JuliaText / TextAnalysis.jl

Julia package for text analysis
Other
373 stars 95 forks source link

Unexpected behaviour of ngram(sd, 3) #202

Closed aquatiko closed 4 years ago

aquatiko commented 4 years ago

I was expecting a Dict of trigrams upon calling this as mentioned in the docs. But I'm getting unigrams, bigrams and trigrams.

julia> sd = sd = StringDocument("To be or not to be...")
julia> ngrams(sd, 3)
Dict{AbstractString,Int64} with 14 entries:
  "to be"     => 1
  "not"       => 1
  "or not to" => 1
  "be or"     => 1
  "not to be" => 1
  "or"        => 1
  "not to"    => 1
  "To"        => 1
  "be or not" => 1
  "be"        => 2
  "To be"     => 1
  "or not"    => 1
  "to"        => 1
  "To be or"  => 1

Fixing this can help solve #201 next.

Ayushk4 commented 4 years ago

Are you working off of master branch?

aquatiko commented 4 years ago

Yes. I'm using the latest release too. Is that frozen for a dev branch?

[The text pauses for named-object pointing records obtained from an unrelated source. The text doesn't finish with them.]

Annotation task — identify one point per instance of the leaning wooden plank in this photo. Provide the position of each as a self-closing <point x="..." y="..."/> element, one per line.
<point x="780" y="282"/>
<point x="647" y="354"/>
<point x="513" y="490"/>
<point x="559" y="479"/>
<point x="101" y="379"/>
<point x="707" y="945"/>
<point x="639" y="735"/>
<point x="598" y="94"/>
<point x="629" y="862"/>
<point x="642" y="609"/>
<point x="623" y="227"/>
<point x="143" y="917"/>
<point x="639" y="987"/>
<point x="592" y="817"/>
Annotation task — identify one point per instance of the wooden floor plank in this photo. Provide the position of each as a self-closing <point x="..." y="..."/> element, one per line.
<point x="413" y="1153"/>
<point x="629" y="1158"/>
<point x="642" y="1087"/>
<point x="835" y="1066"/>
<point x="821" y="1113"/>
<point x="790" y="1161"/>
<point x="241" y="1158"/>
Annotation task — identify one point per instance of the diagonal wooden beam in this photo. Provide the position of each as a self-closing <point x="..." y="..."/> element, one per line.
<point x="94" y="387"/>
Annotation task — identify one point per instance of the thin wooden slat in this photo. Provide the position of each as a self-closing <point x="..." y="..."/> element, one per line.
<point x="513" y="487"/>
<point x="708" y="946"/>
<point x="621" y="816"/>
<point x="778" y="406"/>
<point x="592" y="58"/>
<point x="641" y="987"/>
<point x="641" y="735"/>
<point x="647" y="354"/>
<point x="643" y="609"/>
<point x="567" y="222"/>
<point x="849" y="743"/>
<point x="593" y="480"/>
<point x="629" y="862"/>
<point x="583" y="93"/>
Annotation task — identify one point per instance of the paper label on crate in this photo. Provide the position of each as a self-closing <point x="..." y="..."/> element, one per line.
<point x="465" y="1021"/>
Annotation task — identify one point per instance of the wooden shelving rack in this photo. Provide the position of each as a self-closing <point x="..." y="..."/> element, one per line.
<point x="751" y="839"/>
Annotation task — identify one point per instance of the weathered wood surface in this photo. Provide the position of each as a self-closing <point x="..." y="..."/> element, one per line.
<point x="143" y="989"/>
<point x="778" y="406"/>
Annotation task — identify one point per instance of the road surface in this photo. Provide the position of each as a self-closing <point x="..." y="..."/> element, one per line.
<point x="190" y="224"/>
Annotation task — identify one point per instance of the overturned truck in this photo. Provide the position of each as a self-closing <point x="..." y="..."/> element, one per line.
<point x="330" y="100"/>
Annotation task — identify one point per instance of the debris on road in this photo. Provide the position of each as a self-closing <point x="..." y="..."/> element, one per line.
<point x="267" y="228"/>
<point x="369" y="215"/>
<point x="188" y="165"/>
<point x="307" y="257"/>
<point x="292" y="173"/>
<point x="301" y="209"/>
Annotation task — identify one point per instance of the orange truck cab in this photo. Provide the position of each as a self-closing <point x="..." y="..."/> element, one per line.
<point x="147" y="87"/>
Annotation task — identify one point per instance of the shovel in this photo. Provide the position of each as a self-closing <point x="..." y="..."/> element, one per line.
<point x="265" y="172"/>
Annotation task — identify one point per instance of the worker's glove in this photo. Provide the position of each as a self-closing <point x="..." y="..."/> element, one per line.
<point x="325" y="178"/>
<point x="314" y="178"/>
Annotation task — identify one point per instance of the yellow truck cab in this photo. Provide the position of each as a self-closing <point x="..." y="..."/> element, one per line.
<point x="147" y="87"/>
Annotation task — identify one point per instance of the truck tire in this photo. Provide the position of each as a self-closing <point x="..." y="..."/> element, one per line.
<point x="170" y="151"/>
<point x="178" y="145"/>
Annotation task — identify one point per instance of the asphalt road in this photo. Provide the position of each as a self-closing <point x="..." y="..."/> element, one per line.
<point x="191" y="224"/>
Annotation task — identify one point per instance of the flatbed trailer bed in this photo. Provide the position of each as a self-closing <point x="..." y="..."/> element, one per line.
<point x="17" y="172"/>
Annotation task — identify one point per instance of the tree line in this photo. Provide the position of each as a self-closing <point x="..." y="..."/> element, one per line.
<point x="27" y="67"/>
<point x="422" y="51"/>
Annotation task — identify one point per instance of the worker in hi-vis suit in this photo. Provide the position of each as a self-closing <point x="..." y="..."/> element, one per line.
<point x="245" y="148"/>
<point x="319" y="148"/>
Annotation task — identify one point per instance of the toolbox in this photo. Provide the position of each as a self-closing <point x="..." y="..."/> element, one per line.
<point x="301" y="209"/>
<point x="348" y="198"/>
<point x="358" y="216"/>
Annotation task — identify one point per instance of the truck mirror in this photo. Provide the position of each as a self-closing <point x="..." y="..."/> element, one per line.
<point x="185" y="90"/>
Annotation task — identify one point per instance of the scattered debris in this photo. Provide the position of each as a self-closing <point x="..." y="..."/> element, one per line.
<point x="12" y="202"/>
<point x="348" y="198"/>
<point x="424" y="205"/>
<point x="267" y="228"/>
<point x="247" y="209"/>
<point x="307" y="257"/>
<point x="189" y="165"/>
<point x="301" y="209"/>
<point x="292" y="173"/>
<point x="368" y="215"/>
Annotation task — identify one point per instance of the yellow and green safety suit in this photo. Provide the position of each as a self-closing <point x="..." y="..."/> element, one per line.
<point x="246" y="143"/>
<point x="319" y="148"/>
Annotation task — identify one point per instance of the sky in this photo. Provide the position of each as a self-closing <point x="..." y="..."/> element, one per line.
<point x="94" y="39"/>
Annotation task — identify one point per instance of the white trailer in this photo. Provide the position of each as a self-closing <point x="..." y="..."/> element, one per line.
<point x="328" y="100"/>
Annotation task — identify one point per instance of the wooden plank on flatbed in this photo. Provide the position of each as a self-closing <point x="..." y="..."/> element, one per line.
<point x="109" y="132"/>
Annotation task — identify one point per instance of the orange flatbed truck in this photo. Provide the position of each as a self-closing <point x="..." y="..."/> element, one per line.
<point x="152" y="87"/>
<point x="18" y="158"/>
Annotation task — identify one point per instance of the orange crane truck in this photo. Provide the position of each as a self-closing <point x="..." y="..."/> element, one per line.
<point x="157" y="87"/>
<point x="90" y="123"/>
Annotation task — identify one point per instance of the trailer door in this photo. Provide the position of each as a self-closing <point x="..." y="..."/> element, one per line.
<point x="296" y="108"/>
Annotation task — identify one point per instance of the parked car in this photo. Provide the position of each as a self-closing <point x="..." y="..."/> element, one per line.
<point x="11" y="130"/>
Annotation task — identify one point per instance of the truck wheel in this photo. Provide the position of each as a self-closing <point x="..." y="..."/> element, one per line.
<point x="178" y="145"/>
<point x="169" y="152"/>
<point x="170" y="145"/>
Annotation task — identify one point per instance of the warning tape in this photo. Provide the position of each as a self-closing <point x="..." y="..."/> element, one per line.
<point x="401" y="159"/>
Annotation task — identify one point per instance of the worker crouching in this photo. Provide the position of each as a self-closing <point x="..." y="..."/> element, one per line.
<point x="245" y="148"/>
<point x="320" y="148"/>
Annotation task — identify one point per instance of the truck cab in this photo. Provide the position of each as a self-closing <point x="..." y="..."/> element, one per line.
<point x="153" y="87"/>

aquatiko commented 4 years ago

It seems that I was not synced with the latest version of TextAnalysis. I recently did a clean build of julia to 1.4.0 and used

pkg> add TextAnalysis

but this dosen't seem to install the version we see on the repo. (maybe the registry needs to be updated). But after cloning it from source,

pkg> add https://github.com/JuliaText/TextAnalysis.jl.git

this error seems to be gone. So do #201 and #193

aquatiko commented 4 years ago

I'm closing this. #201 and #193 can be closed too. But this needs to be looked at for this behavior.

pkg> add TextAnalysis

Thanks for the tip @Ayushk4 :)

Ayushk4 commented 4 years ago

Yes, we need to tag a new release for the package. Its been over a year since the last release. The release is waiting due to #180 . I will try to get that done in a week. Thanks.